People are good-naturedly offering help and directions, usually in a high, animated Portuguese that might as well be Aramaic to my untrained ear. I’m the subject of fascination as I go, not least because the sky has opened up, and a steady downpour adds itself to a growing list of miseries to contend with. The city is a labyrinth of roller-coaster streets, dipping and rising, abruptly turning, and - if you happen to be heavily
laden - more than once convincing you you’re about to lose your innards.

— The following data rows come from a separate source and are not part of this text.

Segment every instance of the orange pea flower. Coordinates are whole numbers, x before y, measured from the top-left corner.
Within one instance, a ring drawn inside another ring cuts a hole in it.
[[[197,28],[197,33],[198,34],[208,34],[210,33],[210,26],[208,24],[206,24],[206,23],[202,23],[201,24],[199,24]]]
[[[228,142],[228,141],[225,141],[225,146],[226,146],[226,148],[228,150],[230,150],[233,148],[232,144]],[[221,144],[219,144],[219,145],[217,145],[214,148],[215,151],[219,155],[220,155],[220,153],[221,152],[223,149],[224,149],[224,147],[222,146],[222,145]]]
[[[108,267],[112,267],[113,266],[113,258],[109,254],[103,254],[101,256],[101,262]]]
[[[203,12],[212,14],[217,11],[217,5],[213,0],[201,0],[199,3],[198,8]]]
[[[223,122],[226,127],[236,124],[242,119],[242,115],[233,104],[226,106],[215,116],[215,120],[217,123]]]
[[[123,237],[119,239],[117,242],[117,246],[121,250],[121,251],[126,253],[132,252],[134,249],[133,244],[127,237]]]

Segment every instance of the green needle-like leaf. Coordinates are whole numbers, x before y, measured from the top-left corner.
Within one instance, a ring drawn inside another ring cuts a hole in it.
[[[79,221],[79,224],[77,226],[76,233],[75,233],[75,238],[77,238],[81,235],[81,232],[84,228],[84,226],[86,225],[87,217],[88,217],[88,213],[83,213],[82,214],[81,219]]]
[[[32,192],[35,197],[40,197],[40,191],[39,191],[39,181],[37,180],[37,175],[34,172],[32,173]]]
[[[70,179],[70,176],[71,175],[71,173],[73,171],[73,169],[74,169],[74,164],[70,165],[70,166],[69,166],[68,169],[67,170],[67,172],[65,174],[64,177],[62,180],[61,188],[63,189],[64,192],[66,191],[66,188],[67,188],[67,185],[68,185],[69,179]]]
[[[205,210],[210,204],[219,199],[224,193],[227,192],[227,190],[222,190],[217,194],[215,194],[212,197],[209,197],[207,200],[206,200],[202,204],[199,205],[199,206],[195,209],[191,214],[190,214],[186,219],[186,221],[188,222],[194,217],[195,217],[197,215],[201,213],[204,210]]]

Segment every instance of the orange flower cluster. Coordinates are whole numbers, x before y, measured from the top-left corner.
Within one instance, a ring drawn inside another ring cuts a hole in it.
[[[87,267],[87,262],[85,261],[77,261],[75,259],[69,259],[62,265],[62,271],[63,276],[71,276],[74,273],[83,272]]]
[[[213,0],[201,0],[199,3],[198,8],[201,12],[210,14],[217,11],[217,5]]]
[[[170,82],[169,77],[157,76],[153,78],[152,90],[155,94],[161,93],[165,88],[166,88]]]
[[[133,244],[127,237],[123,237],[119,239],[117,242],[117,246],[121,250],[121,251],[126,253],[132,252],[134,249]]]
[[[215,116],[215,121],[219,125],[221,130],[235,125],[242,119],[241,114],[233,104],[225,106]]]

But there’s an undeniable charm at work here. Laundry is flapping from the balconies like bright, colorful pennants. On the façade of a rundown old bakery, layers of dirt and grime obscure a dazzling mosaic of tiles. You don’t have to scratch too hard to see the beauty beneath Porto’s shabby surface. You can imagine what this place was like centuries ago, flush with the riches of the New World, when the backpackers of yore hobbled along its streets and said, “Crap, did they have to put the hostel at the
top of the hill?”
Outside a café I meet a Brazilian couple who have just arrived from Santiago on foot. Really, these pilgrims are starting to get to me. The husband - athletic and flushed with high color - shoots my bags a disapproving look and says, “Twenty kilos. At least. How much?” I concede I don’t know, and he all but gets up and heaves my pack onto his shoulders to prove his point. “You should carry no more than one-tenth of your body weight. Ten kilos, most!”
“Yeah, yeah,
yeah,” I say, sinking into my coffee.
I’ve been trying to kill the afternoon while Gabriela, my
CouchSurfing hostess, gets through the workday. The plan was to plant myself at an Internet café for a few hours, but I’m learning a few things about Portugal and its tentative forays into the digital age. You can’t just walk down a street in Porto until the clatter of keystrokes catches your ear. You can, however, walk down the street your guidebook suggests, backtrack up a steep hill, break into a cold sweat, get caught in a downpour, ask a stranger for directions, get sent back down the wrong street, and finally collapse in a sweaty, drunken pile outside a place that will charge upwards of €3 for an hour online. There’s a lancing pain between my shoulderblades, and my bum knee is twitching. Plus I’m really starting to stink.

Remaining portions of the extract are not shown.